Localement appelés cheenavala, littéralement "filets chinois" en malayalam, ces installations témoignent d'une époque où Kochi était un port cosmopolite majeur. Certains évoquent une autre origine : les colons portugais de Macao, qui contrôlèrent les deux villes au 16e siècle. Les noms portugais donnés aux différentes parties des filets plaident en faveur de cette théorie.
Chaque installation mesure environ dix mètres de haut et déploie un filet de vingt mètres carrés au-dessus de l'eau. Le principe est d'une simplicité fascinante : des poutres de teck et de bambou forment un levier géant, contrebalancé par des pierres de trente centimètres de diamètre suspendues à des cordes. Le système est si bien équilibré que le poids d'un homme marchant sur la poutre principale suffit à faire plonger le filet dans l'eau.
Quatre à six pêcheurs opèrent chaque installation. Leurs muscles saillants se tendent sur les cordes, leurs silhouettes se découpent contre le ciel.

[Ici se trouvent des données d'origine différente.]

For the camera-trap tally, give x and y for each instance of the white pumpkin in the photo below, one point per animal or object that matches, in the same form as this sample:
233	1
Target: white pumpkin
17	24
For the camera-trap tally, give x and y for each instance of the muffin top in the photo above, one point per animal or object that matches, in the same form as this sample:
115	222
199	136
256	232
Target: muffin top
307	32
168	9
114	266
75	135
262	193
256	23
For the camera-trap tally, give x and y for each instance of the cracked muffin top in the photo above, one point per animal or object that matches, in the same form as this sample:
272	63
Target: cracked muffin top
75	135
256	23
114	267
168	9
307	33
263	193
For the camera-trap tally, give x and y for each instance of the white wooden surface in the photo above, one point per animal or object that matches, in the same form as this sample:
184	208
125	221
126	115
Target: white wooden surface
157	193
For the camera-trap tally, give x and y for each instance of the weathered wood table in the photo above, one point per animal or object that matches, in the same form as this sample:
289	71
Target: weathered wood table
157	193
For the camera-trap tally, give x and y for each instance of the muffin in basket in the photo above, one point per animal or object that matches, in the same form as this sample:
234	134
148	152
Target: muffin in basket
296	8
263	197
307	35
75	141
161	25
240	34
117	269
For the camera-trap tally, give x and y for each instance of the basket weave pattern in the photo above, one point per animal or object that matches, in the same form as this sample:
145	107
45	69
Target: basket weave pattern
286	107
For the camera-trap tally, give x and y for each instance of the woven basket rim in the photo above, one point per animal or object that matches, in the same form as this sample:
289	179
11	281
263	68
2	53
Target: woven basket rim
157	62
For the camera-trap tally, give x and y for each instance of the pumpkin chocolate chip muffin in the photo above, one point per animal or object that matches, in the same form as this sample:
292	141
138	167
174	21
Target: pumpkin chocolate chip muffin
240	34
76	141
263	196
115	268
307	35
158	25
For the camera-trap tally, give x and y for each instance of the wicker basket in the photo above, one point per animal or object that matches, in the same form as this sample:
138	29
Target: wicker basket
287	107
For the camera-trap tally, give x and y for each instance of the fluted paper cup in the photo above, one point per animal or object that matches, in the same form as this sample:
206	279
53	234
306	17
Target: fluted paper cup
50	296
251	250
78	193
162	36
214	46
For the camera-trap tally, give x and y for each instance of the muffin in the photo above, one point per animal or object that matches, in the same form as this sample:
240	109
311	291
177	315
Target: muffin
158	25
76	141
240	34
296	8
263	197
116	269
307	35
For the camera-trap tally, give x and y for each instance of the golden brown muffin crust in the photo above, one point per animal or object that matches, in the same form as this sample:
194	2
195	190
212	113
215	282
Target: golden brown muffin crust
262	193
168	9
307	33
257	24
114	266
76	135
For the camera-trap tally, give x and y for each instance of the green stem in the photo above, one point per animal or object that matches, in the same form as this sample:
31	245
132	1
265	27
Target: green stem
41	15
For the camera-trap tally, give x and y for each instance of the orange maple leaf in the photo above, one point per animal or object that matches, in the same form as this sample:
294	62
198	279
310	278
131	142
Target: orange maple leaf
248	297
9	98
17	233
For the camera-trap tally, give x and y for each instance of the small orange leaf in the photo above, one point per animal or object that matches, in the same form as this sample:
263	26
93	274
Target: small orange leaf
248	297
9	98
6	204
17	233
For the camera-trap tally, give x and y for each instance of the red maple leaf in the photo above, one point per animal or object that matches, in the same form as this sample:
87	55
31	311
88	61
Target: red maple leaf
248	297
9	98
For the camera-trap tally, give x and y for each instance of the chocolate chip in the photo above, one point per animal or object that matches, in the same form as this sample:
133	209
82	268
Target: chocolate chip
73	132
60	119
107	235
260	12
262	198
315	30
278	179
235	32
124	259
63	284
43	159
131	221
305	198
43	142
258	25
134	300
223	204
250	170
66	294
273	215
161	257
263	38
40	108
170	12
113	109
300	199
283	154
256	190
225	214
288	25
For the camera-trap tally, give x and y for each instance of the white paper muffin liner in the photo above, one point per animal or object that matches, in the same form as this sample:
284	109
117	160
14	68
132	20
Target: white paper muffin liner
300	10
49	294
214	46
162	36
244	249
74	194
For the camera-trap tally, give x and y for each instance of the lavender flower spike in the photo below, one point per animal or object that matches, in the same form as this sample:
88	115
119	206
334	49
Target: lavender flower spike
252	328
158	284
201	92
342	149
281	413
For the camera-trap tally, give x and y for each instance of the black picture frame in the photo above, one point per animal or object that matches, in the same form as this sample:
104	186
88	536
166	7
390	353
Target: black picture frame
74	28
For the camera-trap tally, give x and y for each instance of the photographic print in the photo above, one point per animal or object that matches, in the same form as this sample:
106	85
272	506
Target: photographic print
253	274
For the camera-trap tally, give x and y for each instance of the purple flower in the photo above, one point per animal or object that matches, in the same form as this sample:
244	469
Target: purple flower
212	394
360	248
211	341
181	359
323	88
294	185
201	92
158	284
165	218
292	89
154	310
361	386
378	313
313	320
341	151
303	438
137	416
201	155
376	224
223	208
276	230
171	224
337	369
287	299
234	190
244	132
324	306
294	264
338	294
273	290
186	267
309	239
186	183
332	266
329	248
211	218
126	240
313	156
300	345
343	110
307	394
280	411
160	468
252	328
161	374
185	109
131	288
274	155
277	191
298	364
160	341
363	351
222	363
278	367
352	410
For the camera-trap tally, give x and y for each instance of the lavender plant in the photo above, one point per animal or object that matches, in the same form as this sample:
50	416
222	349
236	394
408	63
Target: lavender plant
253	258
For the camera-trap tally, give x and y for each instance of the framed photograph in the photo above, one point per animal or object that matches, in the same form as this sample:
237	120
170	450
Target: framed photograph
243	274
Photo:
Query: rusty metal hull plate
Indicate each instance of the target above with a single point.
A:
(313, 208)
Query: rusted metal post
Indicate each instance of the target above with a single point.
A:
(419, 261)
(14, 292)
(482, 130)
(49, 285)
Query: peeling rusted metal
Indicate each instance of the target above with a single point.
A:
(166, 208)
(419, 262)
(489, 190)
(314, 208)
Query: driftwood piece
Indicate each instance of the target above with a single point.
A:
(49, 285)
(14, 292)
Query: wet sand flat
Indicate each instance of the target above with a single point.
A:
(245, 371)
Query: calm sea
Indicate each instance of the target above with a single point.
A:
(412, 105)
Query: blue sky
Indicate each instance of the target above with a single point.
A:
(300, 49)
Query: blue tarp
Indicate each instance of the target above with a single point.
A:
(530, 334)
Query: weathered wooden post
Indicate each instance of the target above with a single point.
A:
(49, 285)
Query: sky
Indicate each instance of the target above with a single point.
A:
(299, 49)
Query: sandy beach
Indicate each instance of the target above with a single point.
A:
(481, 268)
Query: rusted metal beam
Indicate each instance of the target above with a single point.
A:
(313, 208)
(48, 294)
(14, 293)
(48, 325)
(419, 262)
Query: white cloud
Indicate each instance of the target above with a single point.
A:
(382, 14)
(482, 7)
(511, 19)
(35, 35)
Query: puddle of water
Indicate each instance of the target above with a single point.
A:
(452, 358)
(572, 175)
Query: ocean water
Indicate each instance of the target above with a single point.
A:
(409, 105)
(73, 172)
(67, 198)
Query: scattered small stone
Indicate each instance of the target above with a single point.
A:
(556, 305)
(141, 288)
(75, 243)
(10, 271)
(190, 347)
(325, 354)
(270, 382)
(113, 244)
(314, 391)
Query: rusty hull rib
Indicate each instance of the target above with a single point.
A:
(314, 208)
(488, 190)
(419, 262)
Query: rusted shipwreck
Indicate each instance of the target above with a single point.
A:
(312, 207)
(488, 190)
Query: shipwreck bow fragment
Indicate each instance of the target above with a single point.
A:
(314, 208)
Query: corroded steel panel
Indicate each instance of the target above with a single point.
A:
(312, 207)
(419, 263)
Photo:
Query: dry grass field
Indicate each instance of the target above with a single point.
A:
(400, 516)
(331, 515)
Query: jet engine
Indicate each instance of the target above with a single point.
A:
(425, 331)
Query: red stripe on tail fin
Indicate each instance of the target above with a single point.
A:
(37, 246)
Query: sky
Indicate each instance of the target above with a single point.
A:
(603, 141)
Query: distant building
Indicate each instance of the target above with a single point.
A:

Le filet reste immergé cinq à quinze minutes, le temps que les poissons et crustacés s'y égarent. Puis les hommes tirent ensemble, dans un effort synchronisé. Les pierres, une à une, viennent se poser sur une plateforme tandis que le filet remonte, dégoulinant.
Chaque filet possède une profondeur d'opération fixe. Impossible de les utiliser en continu dans les eaux tidales. Selon l'état de la marée, certains filets travaillent tandis que d'autres se reposent. Cette danse avec les éléments impose son rythme aux pêcheurs, qui connaissent par cœur les cycles lunaires et les courants.
La prise est souvent modeste : quelques poissons, des crevettes, peut-être un crabe. Les passants achètent le poisson frais immédiatement, et des échoppes voisines le cuisent sur place. L'odeur des grillades se mêle à l'air iodé.
Pour admirer les filets chinois dans toute leur splendeur, rendez-vous à la place Vasco da Gama, cette promenade étroite qui longe la plage de Fort Kochi. C'est ici que les installations s'alignent, créant une perspective spectaculaire. Les vendeurs de rue proposent noix de coco fraîches et beignets de banane. Des artistes locaux exposent leurs œuvres. L'atmosphère est vibrante sans être chaotique.
À l'aube et au crépuscule, la lumière transforme les structures en silhouettes théâtrales. Les photographes du monde entier se pressent pour capter cet instant où les filets se détachent sur un ciel embrasé. C'est devenu l'une des images les plus emblématiques du Kerala, au même titre que les backwaters ou le kathakali.
Le conseil d'ami : visitez tôt le matin entre 6h et 8h ou en fin d'après-midi après 17h, lorsque les pêcheurs sont réellement à l'œuvre. En milieu de journée, les filets sont souvent au repos et vous risquez de tomber sur des "pêcheurs" qui demandent de l'argent pour poser ou simuler une démonstration. L'authenticité se trouve aux heures où la pêche se pratique vraiment.
Les techniques modernes de pêche rendent ces méthodes moins rentables. L'approfondissement du chenal pour le terminal à conteneurs de Vallarpadam a réduit les prises. Des dix-sept filets d'origine, seuls huit subsistent aujourd'hui, dont trois comptent parmi les plus grands au monde. Les propriétaires privés qui les entretiennent renforcent les structures tous les dix ans environ, souvent avec des matériaux modernes qui altèrent leur caractère traditionnel.
La survie de ces monuments vivants dépend d'un équilibre fragile entre rentabilité touristique et pratique ancestrale. Les voir en action reste un privilège, une fenêtre sur six cents ans d'histoire maritime.